When Tobias finally left the chamber, he found Archimedes waiting in the corridor outside, cane resting against his leg.

The Duke's face was calm, but his eyes held the weary clarity of a man who understood what it meant to be evaluated by forces larger than family. "You met the Emperor's blade today," Archimedes said quietly. "And you did not flinch." Tobias's throat tightened, because approval from his father carried a weight that Imperial praise never could, and he nodded once in silence.

Archimedes placed a hand on Tobias's shoulder, firm despite the tremor in his fingers."They will watch you," he said, voice low, "because you matter, and because the future is never trusted to one set of hands." Tobias looked back toward the corridor where SCORPIO had vanished hours earlier, and he felt the haze of their presence still lingering at the edge of his inner sight. "Let them watch," Tobias replied, his tone steady. "I intend to be worth what they fear."

The sea wind moved through the palace's open arches, carrying the scent of salt and distant storms.

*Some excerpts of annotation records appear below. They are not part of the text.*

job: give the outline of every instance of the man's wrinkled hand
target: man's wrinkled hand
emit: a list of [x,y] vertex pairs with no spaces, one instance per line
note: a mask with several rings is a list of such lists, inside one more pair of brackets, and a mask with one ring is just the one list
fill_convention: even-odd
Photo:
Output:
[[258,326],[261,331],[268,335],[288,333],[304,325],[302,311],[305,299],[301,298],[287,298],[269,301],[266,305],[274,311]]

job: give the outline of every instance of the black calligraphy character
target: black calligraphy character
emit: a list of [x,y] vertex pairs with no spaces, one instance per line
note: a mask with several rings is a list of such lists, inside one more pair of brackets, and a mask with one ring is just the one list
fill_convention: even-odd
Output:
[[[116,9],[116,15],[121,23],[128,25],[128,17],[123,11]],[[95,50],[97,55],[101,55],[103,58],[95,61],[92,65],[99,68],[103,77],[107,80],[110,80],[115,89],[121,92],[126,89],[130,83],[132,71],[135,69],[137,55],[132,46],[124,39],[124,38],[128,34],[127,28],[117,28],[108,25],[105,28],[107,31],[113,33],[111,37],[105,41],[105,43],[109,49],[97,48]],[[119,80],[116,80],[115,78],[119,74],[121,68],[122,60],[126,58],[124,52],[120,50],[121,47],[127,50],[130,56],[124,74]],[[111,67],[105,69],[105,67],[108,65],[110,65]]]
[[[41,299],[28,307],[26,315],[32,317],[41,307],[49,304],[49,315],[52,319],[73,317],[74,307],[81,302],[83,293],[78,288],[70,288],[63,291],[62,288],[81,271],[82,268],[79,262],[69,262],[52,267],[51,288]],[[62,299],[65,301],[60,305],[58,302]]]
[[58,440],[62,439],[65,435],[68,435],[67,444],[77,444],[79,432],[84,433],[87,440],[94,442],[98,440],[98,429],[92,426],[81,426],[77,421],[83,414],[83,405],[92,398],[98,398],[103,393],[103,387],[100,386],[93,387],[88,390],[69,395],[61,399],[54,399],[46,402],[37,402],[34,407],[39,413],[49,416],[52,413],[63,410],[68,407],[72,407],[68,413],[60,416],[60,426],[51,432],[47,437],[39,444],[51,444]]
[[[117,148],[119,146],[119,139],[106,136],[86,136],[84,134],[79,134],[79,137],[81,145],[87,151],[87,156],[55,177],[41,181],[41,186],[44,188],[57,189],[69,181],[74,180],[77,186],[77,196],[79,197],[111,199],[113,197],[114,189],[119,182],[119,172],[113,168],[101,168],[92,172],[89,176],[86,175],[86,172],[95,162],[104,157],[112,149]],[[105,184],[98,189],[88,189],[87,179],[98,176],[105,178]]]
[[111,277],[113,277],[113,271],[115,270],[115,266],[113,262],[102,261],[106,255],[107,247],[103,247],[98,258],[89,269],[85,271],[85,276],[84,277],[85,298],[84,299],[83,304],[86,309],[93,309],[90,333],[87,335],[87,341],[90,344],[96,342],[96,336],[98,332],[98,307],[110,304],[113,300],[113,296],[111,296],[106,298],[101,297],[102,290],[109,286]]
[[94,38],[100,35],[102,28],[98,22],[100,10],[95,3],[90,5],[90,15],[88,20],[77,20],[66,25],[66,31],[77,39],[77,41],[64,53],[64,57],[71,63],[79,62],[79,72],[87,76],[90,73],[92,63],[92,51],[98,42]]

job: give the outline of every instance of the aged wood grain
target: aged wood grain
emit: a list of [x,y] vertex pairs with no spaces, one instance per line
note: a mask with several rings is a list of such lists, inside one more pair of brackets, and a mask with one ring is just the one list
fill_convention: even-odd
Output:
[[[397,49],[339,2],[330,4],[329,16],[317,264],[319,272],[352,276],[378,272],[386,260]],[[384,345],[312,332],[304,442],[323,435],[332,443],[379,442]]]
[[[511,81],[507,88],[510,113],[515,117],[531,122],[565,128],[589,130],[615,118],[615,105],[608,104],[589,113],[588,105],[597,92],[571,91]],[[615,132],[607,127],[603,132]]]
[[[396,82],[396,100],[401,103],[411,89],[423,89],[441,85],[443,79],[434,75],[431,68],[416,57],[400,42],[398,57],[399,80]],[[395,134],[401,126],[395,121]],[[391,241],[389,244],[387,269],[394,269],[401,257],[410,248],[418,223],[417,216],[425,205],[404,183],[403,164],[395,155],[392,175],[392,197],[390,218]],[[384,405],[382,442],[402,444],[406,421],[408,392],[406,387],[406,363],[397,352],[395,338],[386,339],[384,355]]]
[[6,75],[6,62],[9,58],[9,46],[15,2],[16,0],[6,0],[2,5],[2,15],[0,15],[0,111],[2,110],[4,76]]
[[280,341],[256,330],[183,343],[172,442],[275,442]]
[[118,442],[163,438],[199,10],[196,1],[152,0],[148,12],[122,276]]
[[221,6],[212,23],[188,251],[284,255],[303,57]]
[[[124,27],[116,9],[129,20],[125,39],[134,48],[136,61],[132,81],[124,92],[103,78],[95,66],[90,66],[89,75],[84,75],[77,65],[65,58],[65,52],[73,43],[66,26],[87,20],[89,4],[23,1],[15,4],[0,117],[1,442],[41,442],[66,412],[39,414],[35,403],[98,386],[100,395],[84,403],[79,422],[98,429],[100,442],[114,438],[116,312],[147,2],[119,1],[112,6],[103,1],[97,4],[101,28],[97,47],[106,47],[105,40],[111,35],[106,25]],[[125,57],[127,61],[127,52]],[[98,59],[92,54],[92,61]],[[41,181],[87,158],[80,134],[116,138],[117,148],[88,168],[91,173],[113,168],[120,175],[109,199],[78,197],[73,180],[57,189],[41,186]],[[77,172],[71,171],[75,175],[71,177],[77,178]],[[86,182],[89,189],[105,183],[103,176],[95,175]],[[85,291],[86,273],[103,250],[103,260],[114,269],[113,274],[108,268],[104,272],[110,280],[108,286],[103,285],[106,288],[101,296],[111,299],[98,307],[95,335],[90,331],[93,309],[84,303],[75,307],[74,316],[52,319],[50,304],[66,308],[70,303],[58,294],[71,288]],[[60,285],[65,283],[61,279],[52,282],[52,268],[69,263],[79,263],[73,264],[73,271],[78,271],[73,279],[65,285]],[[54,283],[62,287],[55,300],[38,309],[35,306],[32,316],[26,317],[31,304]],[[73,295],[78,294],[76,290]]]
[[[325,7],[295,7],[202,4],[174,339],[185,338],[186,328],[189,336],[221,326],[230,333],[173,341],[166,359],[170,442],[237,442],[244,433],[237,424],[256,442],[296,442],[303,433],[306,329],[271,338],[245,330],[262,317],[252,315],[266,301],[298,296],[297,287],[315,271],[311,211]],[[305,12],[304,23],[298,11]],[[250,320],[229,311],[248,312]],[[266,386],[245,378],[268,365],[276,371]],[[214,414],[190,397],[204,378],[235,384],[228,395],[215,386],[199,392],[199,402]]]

No'aar slept uneasily beneath the stars, guarded now by Hawthorne steel and SCORPIO shadow. Tobias felt the future stretching outward, branching beyond the planet, beyond the palace, beyond the visible war, and he knew the joint exercise had changed the shape of what came next. He had been tested, and he had not broken, but the Emperor's eye had opened fully upon him, and it would not close again.